Eight months after we learn of Camara’s existence, the Jornal Pequeno (8/10/1953) went on to confirm some fascinating details:
• By the end of 1952, Camara had opened his own academy in Recife, but was still considered a Brown Belt.
• In January of 1953, Camara had a professional Sport Jiu-Jitsu match against Takeo Yano. He lost that match and shortly thereafter, joined Yano’s academy as a student.
• On August 9th, 1953, Takeo Yano promoted Diniz Camara to the rank of Black Belt.
George remained in Recife teaching at an academy and putting on professional fights until the summer of 1953 when he returned to Rio and opened an academy there.
Camara would continue to teach Jiu-Jitsu in Recife. He (along with other George/Yano student, José Jurandir Moura) would eventually instruct the great Vale Tudo fighter, Euclides Pereira.
The Blonde Devil, as Pereira was known, would have a legendary and undefeated career that spanned from the 1950’s through the 1970’s. Many of these Vale Tudo fights were broadcast on Brazilian TV. Pereira achieved notable wins over Waldemar Santana and Rei Zulu. He drew multiple times with Ivan Gomes. Pereira’s crowning achievement was his 1968 victory over Carlson Gracie. It was the only loss of Carlson’s career. Pereira is still alive (79 years old as of the time this article was published in 2021), currently resides in Brasilia and holds the rank of 9th degree Red Belt in Brazilian Jiu-Jitsu.
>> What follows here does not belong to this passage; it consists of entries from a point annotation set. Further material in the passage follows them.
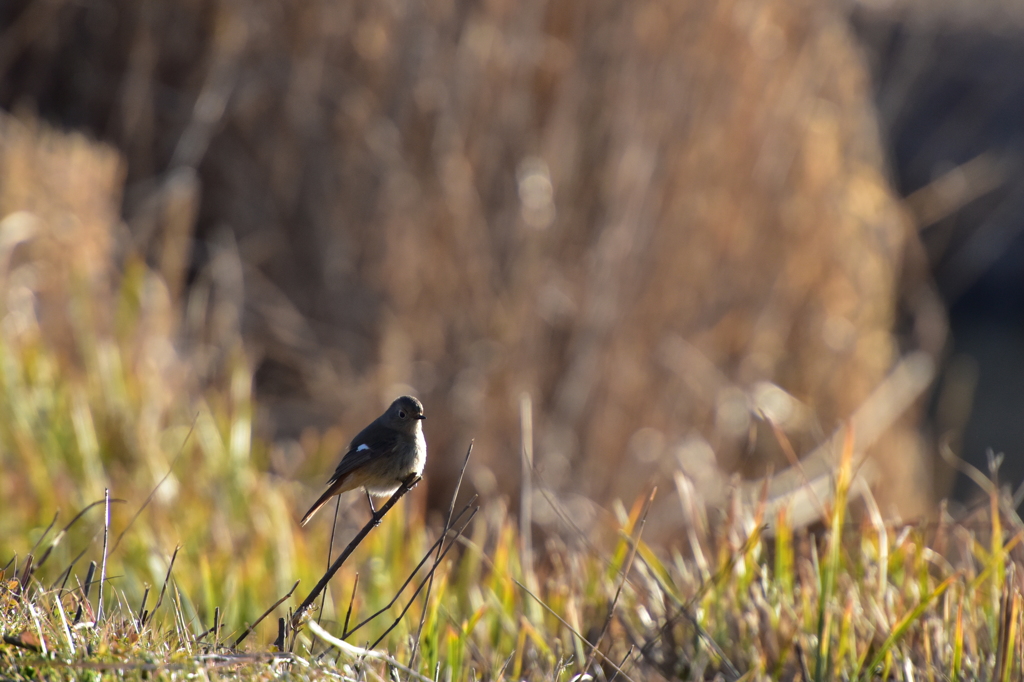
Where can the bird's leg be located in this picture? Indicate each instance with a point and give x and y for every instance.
(373, 510)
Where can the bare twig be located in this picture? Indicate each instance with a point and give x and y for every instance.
(167, 579)
(85, 591)
(572, 630)
(629, 566)
(364, 653)
(156, 487)
(423, 582)
(102, 569)
(430, 584)
(437, 544)
(59, 537)
(267, 612)
(407, 485)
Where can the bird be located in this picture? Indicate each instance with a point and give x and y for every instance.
(382, 456)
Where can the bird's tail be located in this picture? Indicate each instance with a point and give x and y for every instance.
(315, 508)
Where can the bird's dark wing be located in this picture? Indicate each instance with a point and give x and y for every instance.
(364, 450)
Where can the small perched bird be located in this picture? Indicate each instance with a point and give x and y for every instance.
(382, 456)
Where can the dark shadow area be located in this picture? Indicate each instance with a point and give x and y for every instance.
(950, 102)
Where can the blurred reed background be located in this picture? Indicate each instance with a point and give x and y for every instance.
(670, 231)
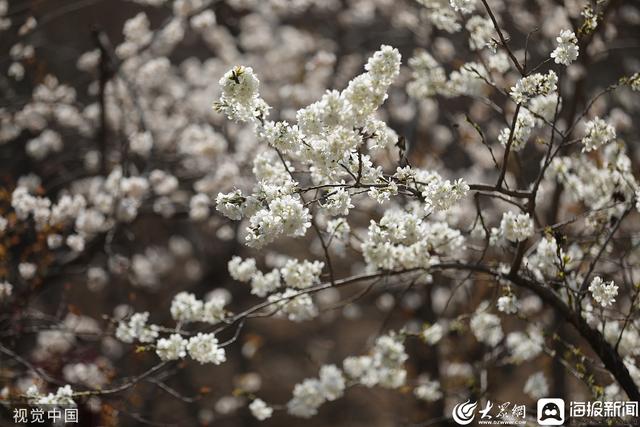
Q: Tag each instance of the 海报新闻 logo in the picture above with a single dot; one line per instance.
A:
(550, 412)
(463, 413)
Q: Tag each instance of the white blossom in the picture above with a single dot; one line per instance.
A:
(204, 348)
(567, 49)
(172, 348)
(597, 133)
(260, 409)
(604, 293)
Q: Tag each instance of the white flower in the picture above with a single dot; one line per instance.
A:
(213, 310)
(567, 50)
(231, 205)
(534, 85)
(27, 270)
(172, 348)
(338, 203)
(240, 100)
(597, 133)
(516, 227)
(508, 304)
(603, 292)
(6, 290)
(141, 143)
(260, 409)
(76, 242)
(285, 216)
(204, 348)
(332, 381)
(463, 6)
(428, 391)
(242, 270)
(199, 206)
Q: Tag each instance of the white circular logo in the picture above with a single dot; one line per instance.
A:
(463, 413)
We can infer a lot from Yano’s promotion of Camara:
• Whatever style and ranking system George was using in 1951; it was respected and accepted by Yano. He acknowledged Camara’s Brown Belt and promoted him to Black Belt in around seven months. If there were vast differences in what they taught or how they ranked students, Camara would have likely not gotten promoted so quickly.
• George was also clear that he taught Jiu-Jitsu, George Gracie Jiu-Jitsu, to be exact. He never claimed to be a Judo instructor or hold a rank in Judo. If Yano considered George’s students fungible to his academy at the rank awarded by George, it implies Yano considered himself teaching Brazilian Jiu-Jitsu as well. If Yano considered himself a Judo instructor, Camara would have likely required more time to improve his standup abilities before receiving a Black Belt.
• The fact that Camara continued to teach “Jiu-Jitsu” after the promotion and went on to teach a fighter who would later be awarded a Red Belt in BJJ strongly supports what Camara learned, was graded in and would go on to teach was Brazilian Jiu-Jitsu.
It is a pretty powerful case. Was he really the first? I have no idea. 1953 is not early in the history of Brazilian Jiu-Jitsu. Omori arrived in Brazil in 1925 and taught until his passing in 1940. Yano arrived in 1935 and would have been teaching for 18 years before he promoted Camara to Black Belt. That is a long period of time without other promotions. Did the two Japanese legends promote other Brazilians to Black Belt? Were those considered Jiu-Jitsu Black Belts? Maybe.
What I do know, is I will consider Diniz Camara, Brazilian Jiu-Jitsu Black Belt #1 for now. I am sure people will come forward with evidence for others to take the #1 spot. I welcome the debate as it will continue to expand upon our knowledge of the history of Brazilian Jiu-Jitsu.